De là a découlé une petite expérience : mes amis eux? (de cette fameuse génération «Y»), ils en disent quoi? Est-ce qu’ils croient? Je me suis donc lancée, à quelques occasions.

***

– Vous là… aujourd’hui, dans le monde dans lequel on vit, croyez-vous en quelque chose qui améliorerait significativement les conditions de vie de la vaste majorité? Croyez-vous fondamentalement en quelque chose qui serait porteur d’un développement plus juste?

– [Regards de panique… Rires gênés… Rires gras…]

– Je suis sérieuse.

– [Regards de panique… Réflexion… Début de réponse par le plus courageux.]

***

Résultat de l’expérience :

L’Éducation (avec un grand «E») a encore la cote. C’est la seule réponse pour laquelle il n’y a pas trop d’ambiguïté. Ensuite, il y a quelques grandes tendances, mais les réponses deviennent plus alambiquées, partielles, pleines de nuances. D’une part, il y a quelque chose qui nous ramène plus proche. L’entraide de proximité, le retour de la bienveillance dans son quartier, son village. Dans le même esprit, on ajoute l’ouverture aux autres et la tolérance. Bref, l’action tangible. Toutefois, on sait que ce n’est pas suffisant. À l’autre bout du spectre, il y a donc tout ce qui touche l’idée de décroissance, dans une perspective de développement durable. On semble vivre avec l’idée que la décroissance est inévitable, mais en même temps, les chemins autres qu’individuels ne sont pas faciles à saisir. C’est pourtant clair que dans une réelle lutte aux inégalités sociales, tous ne pourront pas concrètement améliorer leur sort individuel. Probablement que pour nous, jeunes Nord-Américains, scolarisés et en emploi, ça impliquerait de réduire notre niveau de vie. Finalement, au passage, je me surprends que l’action politique ne fasse presque jamais partie de la réponse. On dirait que c’est perçu comme un levier qu’on a perdu, concédé, en absence d’alternatives.

Bref, pas très scientifique et plutôt circonscrit comme expérience, mais beaucoup de plaisir et des discussions fort intéressantes. Les résultats obtenus sont surtout mitigés, complexes, intangibles et dépendent de beaucoup de facteurs. C’est un peu « toute pis rien », « mi-figue, mi-raisin », beaucoup de « si » et de « bémols ».
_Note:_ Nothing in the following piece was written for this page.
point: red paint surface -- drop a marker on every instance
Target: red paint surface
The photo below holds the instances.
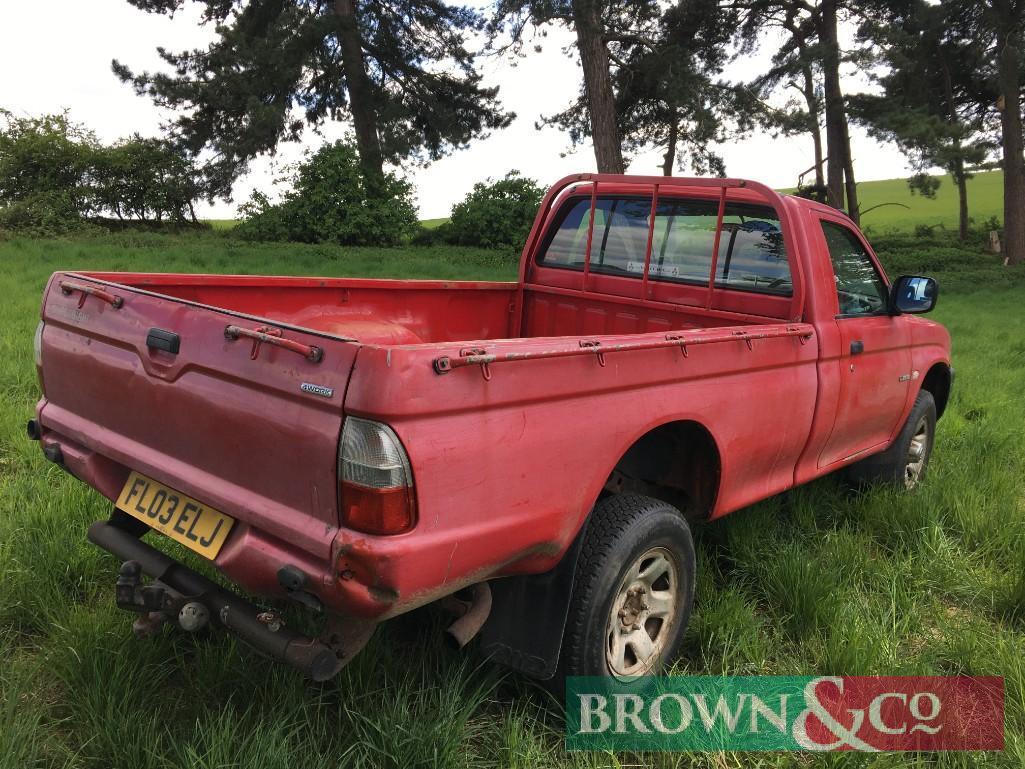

Je présume que pour certains c’est plutôt inquiétant. On dirait que, dans le discours ambiant, on fonde beaucoup d’espoir sur la jeunesse pour nous sortir de la morosité ambiante. Sincèrement, je ne crois pas que ce soit une histoire de jeunes ou de moins jeunes, ou encore de remède magique à inventer. Cette absence de grands repères n’est-elle pas représentative de la complexité réelle du monde dans lequel on vit? Ne sommes-nous pas plutôt dans un moment historique qui nous concerne tous?

C’est pourquoi je vous partage la réponse la plus étrange et la plus apaisante que j’ai reçue : l’éthique de la passation. De la manière dont je l’ai compris, cette idée de passation nous renvoie à notre capacité de prendre un pas de recul, de faire un bilan honnête, de voir où nous sommes rendus et pourquoi, de faire du ménage ensemble dans nos idées. Contrairement aux Européens, qui peuvent être embourbés dans leur histoire, de notre côté, on ne l’est peut-être pas assez. On dirait qu’on préfère réinventer, être dans l’action.

À première vue, la passation ça sonne passif et on pourrait croire que ça passe nécessairement des plus vieux aux plus jeunes. Mais en y pensant bien, je constate que le défi de la passation, ça implique tout le monde. Ça prend des gens pour raconter, mais aussi pour questionner, pour écouter, pour comprendre, pour brasser, pour réinterpréter à la lumière de ce qu’on sait aujourd’hui et de ce qu’on a appris. Non seulement c’est très actif, mais ça me semble ô combien pertinent dans le moment que nous vivons.

Je remercie de tout cœur mon amie qui a sorti cette idée, en apparence farfelue. Je ne sais pas pour vous, mais l’éthique de la passation, ça me parle beaucoup. Dis-moi en quoi tu crois… et on trouvera peut-être qui nous sommes!

Voilà donc le récit de ma petite expérience. Je vous invite à faire de même avec vos proches et m’en donner des nouvelles. Vous allez voir, ça pimente un petit souper entre amis ou en famille. En plus, si vous lisez ce blogue, vous êtes probablement déjà cette personne de qui on attend ce genre de question. C’est un peu notre rôle social, surtout si l’idée de passation résonne pour vous aussi.